# Feedback on wheels



## jlouie (Mar 8, 2011)

not bad. look like the ltz wheels which isn't bad at all.


----------



## gfxdave99 (Feb 26, 2011)

I think the XXR 1 (Machined w/ Black) look badass


----------



## elwood58 (Feb 2, 2011)

Not bad, and I agree it looks similar to the LTZ wheels.


----------



## shawn672 (Oct 31, 2010)

Similar to the LTZ wheels but less classy (they kind of look cheap to me)


----------



## fenix (Mar 30, 2011)

shawn672 said:


> Similar to the LTZ wheels but less classy (they kind of look cheap to me)

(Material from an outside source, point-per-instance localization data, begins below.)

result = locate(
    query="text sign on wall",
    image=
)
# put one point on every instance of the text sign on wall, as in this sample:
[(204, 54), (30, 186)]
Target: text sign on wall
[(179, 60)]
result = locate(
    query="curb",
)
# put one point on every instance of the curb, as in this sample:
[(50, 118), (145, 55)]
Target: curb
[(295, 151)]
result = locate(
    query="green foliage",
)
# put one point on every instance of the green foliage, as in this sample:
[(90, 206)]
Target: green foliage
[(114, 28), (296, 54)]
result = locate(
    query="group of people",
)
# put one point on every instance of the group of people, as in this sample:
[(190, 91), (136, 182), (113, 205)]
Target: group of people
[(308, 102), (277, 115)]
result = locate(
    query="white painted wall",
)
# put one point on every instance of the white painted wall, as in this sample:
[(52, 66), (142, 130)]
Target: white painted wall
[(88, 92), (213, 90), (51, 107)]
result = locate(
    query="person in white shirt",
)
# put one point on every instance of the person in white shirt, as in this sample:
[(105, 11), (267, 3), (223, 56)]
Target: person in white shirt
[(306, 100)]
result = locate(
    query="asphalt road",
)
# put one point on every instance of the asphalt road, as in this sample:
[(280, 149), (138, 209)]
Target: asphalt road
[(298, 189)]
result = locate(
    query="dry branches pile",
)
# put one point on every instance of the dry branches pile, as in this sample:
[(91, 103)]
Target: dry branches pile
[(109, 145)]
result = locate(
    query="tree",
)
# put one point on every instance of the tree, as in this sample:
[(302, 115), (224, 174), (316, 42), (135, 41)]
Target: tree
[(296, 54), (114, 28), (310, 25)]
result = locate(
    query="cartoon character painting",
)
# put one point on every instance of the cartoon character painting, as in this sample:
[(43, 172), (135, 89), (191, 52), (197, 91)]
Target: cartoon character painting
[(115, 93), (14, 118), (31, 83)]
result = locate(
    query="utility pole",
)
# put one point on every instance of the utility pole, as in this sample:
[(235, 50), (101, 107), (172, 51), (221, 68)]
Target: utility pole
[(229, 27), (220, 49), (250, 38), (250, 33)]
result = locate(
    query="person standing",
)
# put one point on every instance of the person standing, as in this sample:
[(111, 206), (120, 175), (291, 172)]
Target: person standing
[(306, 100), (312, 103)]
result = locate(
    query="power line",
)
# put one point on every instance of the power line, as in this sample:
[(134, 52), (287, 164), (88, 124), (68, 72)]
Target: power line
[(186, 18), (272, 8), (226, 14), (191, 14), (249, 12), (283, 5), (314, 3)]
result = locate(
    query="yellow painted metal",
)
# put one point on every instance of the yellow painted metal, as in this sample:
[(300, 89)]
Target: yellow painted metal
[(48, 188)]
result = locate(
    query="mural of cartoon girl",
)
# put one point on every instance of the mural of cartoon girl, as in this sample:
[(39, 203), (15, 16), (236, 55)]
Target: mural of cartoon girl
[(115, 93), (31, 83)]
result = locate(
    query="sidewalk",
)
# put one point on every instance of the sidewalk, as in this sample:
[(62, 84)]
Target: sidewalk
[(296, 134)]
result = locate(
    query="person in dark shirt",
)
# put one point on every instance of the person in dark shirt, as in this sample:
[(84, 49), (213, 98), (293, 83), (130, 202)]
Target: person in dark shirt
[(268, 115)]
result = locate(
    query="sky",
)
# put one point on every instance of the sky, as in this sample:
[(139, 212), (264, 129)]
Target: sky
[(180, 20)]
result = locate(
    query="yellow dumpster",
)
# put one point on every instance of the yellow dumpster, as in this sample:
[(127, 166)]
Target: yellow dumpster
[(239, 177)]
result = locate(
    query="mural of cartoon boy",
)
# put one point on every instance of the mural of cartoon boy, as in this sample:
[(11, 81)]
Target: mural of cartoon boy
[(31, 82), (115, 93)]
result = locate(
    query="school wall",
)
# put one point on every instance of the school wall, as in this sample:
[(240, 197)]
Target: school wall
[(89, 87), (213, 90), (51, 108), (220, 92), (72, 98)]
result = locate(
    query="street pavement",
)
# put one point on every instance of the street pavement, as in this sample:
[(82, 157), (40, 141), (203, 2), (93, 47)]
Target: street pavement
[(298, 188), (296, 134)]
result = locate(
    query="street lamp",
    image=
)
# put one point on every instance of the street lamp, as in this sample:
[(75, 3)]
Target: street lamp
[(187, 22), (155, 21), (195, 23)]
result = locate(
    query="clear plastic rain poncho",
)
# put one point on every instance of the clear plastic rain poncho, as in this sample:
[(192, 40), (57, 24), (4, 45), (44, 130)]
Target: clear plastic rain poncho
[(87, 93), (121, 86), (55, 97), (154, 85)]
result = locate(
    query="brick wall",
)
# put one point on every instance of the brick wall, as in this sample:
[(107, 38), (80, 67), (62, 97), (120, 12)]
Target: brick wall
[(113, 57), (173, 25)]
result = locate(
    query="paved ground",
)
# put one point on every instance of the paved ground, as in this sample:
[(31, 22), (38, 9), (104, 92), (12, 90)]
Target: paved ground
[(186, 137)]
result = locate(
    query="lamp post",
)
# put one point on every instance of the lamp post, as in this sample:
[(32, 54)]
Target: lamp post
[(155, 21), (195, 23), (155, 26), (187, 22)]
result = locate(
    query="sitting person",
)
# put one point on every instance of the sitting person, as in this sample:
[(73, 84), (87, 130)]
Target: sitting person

i agree i dont know how to explain it but they look kinda cheap maybe its cause of the photoshoping isnt to great or what


----------



## justmike (Dec 6, 2010)

I like the Zolders and the TSW's


----------



## osiris10012 (Feb 4, 2011)

Looks good but make sure they're a 5x105...i am pretty sure that wheelsnext.com just does a general search for 5 bolt wheel patterns and not specifically a 105mm. Thats why i generally just stick to tirerack.com(at least until wheel companies start producing wheels for the cruze)...the only wheel i have found that they don't have is a motegi mr116...other than that i haven't found anything in the 105mm due to it just being introduced to the states...


----------



## mochilagorilla (Mar 29, 2011)

no offense, but they look like the forte koup rims from last year. but that could be the awful photoshopping. definitely better than the hubcaps tho.


----------



## cruzing_beauty42 (Apr 6, 2011)

i would do something like this... that chrome is fugly

MOTEGI RACING MR116 Wheels - Whippet Wheels - Road Ready Wheel Packages | Rims Discount Custom wheel and tire services


----------



## Diretoy (Feb 4, 2011)

Did some checking today and found out that the company (Ace Alloy) that makes this wheel DOES NOT make the 5x105 bolt pattern, at least not yet anyway. Also some of the Ace Alloy wheels that are featured on Wheelsnext have been discontinued. So I'm gonna kill the link and wait awhile to see how the market develops. Thanks for the responses.


----------